Hopefully Charles will use the "soft power" he supposedly has to corral the professional sociopaths destroying this country (e.g. wind and solar power, given his supposed environmental leanings) but I don't know.... it very well may be all downhill from now. England (and by extension all of the UK) is destined to become a failed state.
Which is why I am looking hard at moving to Scotland (soon to be independent!) or even the EU to get the F out of here ASAP. It really is a transitional point.
Bookmakers price a referendum before 2025 at about 10% probability. I think that's too big a number - I'd say 10% chance by 2030.
Let's suppose it happens in 2025, though. At that point, the UK and EU will still be at loggerheads over the border with NI meaning the SNP's central premise - that Scotland should be able to rejoin the EU - will look more and more like a dangerous and economically calamitous poison pill. Even pro-independence financial analysts will warn of a deep recession with house prices falling off a cliff. That'll make independence about as popular as mouldy bread.
In addition, the EU will be quite feckless and tone deaf to what that SNP promise of independence is centred on, and during any campaign will confirm confidently that yes, Scotland could rejoin the EU, all it'll take is adoption of the Euro (non-negotiable), and a complete adoption of all protocols and laws that the UK - including Scotland - will have mostly dismantled by that point (for better or worse). The timeline will be a decade or more, and the estimated costs will be in the billions, but the EU think it's still value. Meanwhile Scottish voters will wonder if a generation of being out of the UK _and_ the EU is worth the candle.
The idea that against that backdrop the SNP think their argument for independence is stronger, not weaker, is strange.
I think you'll also see a slight shift in polls in coming days and weeks because of the death of the Queen. Operation Unicorn is designed in a small way to allow Scottish unionists to show what the United Kingdom is all about. Sentimentality has been proven time, and time again, to be incredibly powerful in changing people's minds quite irrationally.
Coupled with Charles' political will - as you note, towards radical environmentalism and architectural protectionism that aligns neatly with a decent proportion of the Scottish populace - you might find Sturgeon and the SNP looks more and more marginal as time goes by.

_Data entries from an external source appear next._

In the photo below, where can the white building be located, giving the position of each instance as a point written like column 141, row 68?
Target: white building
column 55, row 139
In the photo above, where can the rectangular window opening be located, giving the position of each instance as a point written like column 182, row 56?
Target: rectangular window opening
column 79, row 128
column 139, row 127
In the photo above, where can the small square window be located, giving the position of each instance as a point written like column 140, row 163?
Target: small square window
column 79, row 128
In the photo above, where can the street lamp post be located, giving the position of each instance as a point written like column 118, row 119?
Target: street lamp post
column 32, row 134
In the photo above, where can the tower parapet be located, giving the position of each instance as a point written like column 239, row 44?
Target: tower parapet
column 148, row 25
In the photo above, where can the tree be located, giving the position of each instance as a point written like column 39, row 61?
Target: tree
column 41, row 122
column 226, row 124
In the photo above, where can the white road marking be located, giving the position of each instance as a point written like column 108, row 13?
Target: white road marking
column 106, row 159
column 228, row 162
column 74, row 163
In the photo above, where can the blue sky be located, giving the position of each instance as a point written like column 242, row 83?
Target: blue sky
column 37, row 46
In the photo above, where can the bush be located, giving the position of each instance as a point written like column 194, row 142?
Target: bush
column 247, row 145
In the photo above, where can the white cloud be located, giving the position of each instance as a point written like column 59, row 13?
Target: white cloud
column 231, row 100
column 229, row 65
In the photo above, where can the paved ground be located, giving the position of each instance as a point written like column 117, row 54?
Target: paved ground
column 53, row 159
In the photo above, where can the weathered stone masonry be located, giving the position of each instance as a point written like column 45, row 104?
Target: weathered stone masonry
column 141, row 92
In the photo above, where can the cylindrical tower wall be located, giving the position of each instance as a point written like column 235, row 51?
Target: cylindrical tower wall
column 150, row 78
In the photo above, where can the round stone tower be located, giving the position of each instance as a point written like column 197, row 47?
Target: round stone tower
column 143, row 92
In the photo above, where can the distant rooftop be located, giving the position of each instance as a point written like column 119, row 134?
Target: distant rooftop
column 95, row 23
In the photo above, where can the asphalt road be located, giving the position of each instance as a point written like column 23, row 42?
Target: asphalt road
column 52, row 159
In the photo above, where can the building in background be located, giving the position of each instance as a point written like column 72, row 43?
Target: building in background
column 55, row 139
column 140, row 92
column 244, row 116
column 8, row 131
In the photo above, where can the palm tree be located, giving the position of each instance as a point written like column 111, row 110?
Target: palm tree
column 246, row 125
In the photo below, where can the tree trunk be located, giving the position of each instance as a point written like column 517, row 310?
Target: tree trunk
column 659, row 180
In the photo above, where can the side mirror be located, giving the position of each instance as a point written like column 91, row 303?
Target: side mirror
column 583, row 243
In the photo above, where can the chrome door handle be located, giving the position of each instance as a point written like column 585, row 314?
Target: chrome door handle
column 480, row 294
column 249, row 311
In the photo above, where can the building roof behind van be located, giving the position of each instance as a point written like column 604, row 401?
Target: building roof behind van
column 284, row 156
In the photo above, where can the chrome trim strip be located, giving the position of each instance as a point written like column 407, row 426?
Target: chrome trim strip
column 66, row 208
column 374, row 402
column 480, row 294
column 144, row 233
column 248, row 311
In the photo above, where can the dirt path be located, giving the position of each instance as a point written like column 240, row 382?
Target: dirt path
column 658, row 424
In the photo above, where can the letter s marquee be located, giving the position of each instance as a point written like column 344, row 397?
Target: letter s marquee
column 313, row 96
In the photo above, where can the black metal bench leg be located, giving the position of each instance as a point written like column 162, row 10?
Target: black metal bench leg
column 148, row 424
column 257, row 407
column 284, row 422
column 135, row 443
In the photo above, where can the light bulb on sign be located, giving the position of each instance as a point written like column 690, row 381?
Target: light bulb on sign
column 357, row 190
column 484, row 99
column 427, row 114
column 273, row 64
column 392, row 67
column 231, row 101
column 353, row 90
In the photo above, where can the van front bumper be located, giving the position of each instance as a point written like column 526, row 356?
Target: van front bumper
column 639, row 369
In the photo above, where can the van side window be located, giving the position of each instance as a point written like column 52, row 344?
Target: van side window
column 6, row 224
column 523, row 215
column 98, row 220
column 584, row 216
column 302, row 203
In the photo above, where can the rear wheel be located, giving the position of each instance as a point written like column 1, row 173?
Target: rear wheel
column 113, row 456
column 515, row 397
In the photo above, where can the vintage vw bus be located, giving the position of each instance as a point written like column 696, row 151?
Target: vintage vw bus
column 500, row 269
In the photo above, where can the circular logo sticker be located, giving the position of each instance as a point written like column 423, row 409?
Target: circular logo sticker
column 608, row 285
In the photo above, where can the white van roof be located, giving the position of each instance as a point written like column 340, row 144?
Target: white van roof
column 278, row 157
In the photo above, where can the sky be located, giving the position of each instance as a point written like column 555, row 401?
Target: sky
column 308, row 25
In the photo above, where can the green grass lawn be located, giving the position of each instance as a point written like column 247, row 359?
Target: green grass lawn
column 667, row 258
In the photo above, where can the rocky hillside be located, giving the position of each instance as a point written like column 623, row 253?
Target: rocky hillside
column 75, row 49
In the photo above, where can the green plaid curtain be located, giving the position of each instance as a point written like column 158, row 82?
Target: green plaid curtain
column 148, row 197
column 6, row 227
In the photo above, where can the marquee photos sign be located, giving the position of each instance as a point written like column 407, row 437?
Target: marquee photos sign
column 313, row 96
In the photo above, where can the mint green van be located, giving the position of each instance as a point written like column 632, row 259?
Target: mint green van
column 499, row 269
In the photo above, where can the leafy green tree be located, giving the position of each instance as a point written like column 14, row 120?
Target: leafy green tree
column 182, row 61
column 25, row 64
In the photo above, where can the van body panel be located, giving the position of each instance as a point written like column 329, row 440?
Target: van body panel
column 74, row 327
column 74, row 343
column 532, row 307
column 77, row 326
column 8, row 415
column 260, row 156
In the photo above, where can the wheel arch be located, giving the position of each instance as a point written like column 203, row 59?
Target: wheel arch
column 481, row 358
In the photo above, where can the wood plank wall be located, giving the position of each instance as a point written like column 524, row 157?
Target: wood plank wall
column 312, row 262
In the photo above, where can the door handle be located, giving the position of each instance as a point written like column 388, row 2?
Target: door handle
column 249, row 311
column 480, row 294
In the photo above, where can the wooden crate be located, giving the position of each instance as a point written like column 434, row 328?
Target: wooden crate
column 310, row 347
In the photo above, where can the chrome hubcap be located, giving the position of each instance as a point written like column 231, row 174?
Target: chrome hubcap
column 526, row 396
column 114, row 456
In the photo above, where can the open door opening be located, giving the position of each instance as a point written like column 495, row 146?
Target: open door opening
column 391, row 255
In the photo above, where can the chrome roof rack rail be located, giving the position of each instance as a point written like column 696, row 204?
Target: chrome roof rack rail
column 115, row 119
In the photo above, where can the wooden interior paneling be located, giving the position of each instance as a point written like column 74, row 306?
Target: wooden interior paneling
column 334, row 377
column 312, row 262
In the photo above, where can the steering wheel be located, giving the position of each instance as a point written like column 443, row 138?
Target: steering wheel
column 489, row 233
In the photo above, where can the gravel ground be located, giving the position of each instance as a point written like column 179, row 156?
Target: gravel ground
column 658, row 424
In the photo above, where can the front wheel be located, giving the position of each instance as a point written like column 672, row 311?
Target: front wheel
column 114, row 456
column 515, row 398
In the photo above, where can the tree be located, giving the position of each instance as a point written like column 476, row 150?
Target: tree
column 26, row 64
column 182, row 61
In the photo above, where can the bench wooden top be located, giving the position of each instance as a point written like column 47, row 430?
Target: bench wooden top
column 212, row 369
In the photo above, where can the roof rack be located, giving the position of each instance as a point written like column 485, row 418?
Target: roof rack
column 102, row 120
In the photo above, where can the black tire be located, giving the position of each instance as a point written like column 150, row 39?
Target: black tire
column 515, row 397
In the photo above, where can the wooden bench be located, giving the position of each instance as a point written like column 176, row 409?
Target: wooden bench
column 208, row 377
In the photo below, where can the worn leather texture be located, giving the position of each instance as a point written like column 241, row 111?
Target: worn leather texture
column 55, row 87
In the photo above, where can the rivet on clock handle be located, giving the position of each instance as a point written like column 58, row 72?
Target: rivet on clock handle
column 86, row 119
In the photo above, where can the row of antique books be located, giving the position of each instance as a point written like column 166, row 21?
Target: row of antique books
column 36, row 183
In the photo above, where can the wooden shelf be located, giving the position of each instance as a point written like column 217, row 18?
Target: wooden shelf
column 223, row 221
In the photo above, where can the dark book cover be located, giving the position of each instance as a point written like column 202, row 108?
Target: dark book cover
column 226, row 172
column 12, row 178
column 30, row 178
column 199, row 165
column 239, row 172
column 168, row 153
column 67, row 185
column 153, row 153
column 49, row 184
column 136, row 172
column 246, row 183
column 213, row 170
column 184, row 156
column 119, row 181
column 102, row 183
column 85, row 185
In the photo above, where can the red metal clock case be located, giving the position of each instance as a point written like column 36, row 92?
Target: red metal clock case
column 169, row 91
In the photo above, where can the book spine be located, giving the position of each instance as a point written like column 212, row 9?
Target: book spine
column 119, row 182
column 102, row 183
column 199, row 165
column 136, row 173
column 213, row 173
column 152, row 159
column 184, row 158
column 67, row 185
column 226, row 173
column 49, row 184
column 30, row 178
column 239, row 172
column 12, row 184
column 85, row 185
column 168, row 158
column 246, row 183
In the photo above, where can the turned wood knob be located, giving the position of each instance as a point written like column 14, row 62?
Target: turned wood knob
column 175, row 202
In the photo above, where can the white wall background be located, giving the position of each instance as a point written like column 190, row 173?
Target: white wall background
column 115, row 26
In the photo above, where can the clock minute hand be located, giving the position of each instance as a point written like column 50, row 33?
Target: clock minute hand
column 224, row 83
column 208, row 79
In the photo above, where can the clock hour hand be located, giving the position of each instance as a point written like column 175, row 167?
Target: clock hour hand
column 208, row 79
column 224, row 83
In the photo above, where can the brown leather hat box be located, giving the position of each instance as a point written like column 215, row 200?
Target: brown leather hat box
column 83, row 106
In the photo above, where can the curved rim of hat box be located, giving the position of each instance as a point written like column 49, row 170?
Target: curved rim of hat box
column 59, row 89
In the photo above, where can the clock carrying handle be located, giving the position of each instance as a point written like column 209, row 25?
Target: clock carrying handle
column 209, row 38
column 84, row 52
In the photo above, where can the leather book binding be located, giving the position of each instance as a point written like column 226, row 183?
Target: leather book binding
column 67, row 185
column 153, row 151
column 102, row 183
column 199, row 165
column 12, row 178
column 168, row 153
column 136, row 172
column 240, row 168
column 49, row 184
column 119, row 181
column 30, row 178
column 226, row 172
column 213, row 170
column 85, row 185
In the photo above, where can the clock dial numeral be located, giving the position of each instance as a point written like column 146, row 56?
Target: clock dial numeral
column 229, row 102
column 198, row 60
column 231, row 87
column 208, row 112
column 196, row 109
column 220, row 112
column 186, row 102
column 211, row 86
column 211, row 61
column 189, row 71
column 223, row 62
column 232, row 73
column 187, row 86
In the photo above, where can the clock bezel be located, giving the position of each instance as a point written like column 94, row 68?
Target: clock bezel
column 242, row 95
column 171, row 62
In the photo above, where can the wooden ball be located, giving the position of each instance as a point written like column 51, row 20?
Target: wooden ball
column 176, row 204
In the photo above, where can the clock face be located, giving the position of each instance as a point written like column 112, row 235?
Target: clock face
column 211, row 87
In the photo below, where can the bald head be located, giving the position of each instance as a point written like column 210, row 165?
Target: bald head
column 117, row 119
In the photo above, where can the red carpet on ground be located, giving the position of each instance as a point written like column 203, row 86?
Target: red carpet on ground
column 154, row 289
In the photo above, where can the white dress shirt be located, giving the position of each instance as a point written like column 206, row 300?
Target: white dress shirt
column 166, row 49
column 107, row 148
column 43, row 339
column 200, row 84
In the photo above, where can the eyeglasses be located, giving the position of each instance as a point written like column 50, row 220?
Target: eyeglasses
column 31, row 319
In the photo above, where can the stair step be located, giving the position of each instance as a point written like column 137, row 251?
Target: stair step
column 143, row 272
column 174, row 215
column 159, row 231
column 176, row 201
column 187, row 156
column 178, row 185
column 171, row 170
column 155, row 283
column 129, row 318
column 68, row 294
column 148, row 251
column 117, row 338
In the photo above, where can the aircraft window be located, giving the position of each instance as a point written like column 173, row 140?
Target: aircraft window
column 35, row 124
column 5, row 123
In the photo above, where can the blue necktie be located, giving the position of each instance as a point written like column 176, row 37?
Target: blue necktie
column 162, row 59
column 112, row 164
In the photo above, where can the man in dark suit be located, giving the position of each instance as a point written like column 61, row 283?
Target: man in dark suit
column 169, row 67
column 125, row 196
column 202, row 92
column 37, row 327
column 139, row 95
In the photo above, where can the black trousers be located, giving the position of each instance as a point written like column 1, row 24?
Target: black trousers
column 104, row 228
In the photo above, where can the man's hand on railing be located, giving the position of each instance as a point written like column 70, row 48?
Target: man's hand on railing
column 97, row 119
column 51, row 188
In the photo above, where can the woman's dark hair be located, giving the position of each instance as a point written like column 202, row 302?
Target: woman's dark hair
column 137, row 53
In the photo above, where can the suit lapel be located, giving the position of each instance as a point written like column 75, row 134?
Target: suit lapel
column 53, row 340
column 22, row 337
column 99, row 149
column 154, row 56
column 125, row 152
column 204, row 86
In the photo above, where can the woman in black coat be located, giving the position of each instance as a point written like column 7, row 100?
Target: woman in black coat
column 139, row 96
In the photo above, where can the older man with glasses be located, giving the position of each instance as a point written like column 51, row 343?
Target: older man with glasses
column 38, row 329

The Queen oversaw a decline in Empire and a rise in the British believing in - and committing to - a people's right to self-determination. And so it will be in Scotland, just as it has been for so many countries that have gained independence from British rule in the last 75 years. But the backdrop right now is firmly that the SNP is about to slide, independence will become less popular to many, and Scotland will either be part of the renaissance we are all hoping for, or is coming down with the rest of us.